SPRUIG3C January 2018 – August 2019 TDA4VM , TDA4VM-Q1
As generated, each loop level requires computation to control the loop: initialization of the LCV outside the loop, and an increment, compare, and branch inside the loop. The compiler and ISA provide a handful of mechanisms to reduce or eliminate this overhead.
First, the compiler typically converts simple counting loops to count down rather than up, slightly reducing the cost of the compare and branch operation.
Second, if the body of a loop consists entirely of another loop, the compiler can collapse the two loops into a single loop whose trip count is the product of the original loops.
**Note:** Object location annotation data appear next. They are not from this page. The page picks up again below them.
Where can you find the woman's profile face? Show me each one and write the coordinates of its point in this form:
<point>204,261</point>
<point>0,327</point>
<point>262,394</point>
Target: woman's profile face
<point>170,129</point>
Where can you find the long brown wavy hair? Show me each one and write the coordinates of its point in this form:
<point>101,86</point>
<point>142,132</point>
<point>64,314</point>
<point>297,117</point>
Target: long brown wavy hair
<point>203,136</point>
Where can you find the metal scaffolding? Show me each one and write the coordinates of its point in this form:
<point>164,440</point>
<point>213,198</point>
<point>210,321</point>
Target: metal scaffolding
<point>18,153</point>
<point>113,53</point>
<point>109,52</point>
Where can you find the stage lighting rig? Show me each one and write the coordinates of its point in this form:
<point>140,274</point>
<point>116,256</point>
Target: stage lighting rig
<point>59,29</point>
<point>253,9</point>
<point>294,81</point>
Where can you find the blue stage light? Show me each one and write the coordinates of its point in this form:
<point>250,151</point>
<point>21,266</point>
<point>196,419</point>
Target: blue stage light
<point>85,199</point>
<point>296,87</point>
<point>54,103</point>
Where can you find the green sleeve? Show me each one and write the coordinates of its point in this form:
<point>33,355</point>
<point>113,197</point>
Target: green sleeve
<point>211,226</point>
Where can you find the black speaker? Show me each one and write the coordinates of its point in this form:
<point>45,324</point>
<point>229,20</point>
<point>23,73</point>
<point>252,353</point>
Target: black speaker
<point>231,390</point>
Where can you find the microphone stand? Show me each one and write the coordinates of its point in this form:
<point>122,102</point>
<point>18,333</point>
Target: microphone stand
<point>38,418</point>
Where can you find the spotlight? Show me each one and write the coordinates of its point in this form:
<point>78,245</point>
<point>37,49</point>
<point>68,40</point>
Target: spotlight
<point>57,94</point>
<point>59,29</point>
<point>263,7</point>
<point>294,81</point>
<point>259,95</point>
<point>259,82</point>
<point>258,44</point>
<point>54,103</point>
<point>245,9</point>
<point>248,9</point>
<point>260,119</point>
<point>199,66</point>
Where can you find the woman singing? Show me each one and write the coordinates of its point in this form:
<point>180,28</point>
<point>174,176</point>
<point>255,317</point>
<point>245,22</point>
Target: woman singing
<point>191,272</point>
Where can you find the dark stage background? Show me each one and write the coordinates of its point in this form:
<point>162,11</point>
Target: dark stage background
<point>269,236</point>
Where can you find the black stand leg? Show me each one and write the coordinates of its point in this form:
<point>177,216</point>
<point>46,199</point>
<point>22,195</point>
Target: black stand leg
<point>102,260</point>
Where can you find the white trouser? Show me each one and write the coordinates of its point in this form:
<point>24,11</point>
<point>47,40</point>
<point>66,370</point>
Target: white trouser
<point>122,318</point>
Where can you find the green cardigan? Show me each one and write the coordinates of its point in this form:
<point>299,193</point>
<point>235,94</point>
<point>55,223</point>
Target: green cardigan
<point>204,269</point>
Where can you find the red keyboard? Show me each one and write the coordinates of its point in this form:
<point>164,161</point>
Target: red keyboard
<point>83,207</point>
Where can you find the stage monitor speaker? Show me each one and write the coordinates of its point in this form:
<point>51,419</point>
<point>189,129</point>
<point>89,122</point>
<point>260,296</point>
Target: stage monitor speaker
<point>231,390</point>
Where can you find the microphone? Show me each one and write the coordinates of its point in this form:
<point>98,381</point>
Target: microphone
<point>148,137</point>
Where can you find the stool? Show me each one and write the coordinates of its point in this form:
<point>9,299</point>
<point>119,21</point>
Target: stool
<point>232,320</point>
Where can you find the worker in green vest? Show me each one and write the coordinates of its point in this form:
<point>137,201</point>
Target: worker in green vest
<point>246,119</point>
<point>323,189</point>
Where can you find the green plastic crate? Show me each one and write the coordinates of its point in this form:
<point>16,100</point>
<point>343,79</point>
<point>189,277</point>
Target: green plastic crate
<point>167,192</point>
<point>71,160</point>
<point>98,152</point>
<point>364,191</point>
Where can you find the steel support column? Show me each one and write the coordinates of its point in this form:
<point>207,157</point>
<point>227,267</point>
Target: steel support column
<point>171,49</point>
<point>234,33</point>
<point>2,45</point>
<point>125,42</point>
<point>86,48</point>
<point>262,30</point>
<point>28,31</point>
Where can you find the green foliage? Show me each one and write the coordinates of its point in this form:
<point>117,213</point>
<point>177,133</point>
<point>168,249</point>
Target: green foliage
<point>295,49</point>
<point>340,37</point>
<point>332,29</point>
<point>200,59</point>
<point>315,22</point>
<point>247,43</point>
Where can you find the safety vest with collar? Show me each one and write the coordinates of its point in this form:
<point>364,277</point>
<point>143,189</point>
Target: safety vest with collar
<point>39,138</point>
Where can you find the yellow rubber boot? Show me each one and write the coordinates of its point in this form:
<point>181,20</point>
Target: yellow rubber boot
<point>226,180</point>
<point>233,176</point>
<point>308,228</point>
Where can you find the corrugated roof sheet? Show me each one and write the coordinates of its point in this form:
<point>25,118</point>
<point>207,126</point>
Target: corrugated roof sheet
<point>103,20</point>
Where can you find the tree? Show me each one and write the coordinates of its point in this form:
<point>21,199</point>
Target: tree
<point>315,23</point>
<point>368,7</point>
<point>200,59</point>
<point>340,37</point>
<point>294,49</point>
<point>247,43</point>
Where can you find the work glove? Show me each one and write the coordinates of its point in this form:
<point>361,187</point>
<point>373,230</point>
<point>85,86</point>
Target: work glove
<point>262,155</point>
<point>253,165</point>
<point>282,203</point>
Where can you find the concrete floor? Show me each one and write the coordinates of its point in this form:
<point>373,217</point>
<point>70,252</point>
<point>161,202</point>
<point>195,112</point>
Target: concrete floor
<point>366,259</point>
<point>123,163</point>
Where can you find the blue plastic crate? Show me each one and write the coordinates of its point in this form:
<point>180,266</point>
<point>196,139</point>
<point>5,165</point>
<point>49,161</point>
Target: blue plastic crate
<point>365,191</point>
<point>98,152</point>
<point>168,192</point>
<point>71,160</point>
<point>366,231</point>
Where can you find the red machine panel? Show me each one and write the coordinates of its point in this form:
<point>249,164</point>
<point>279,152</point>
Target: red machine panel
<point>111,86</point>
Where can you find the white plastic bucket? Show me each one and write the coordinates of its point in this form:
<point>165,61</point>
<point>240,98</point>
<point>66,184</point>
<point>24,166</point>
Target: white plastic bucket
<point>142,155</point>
Finally, and most significantly, the compiler can leverage an ISA feature called the Nested Loop Controller (NLC), which provides hardware loop control similar to VCOP for up to two levels of loop nesting.
The NLC allows loops to be collapsed even if the outer loop has code in addition to the inner loop, by providing automatically-generated predicates for the outer loop code.
The combination of the compiler’s collapsing and the NLC reduce loop control overhead to an acceptable degree. Virtually all kernels should have at least the two inner levels collapsed and controlled by the NLC. Often there are at least two levels that the compiler can collapse, so most loops execute as either singly nested loops, or in rare cases, doubly or triply nested loops. This is important because the C7x relies on software pipelining for performance, and only the inner loop can be pipelined.